Na początku spotkania papież pokazał migrantom kamizelkę ratunkową, która należała do dziewczynki, która utonęła w Morzu Śródziemnym.
Jest to oczywiście straszne. Jacy rodzice i okrutni przemytnicy mogli narazić dziecko na taki los? Papież zdaje się jednak uważać, że jest to wina Europejczyków.
Zdecydowałem o umieszczeniu kamizelki ratunkowej na krzyżu, aby przypominała wszystkim o nienaruszalnym obowiązku ocalenia każdego ludzkiego życia, ponieważ życie każdej osoby jest cenne w oczach Boga. Pan zapyta nas o to w dniu sądu. https://t.co/PLJ0uF5ea7 pic.twitter.com/PX2TejKTE9
— Papież Franciszek (@Pontifex_pl) December 19, 2019
– Jak możemy nie usłyszeć tego rozpaczliwego wołania tylu braci i sióstr, którzy wolą zmierzyć się ze wzburzonym morzem niż umierać powoli w zamkniętych obozach w Libii, miejscach niewyobrażalnych tortur oraz zniewolenia – pyta Franciszek.

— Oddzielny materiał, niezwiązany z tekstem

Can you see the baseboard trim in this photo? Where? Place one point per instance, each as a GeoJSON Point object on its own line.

– Nasza bezczynność jest grzechem! – stwierdził jeszcze papież.
Papież dostał też drugą kamizelkę należącą do innego migranta, który zginął na morzu. Tę postanowił umieścić na krzyżu.
Niezależnie od intencji Franciszka oraz jego kontrowersyjnych poglądów nt. tzw. „uchodźców”, to bezczeszczenie krzyża jest, co najmniej, wysoce oburzające.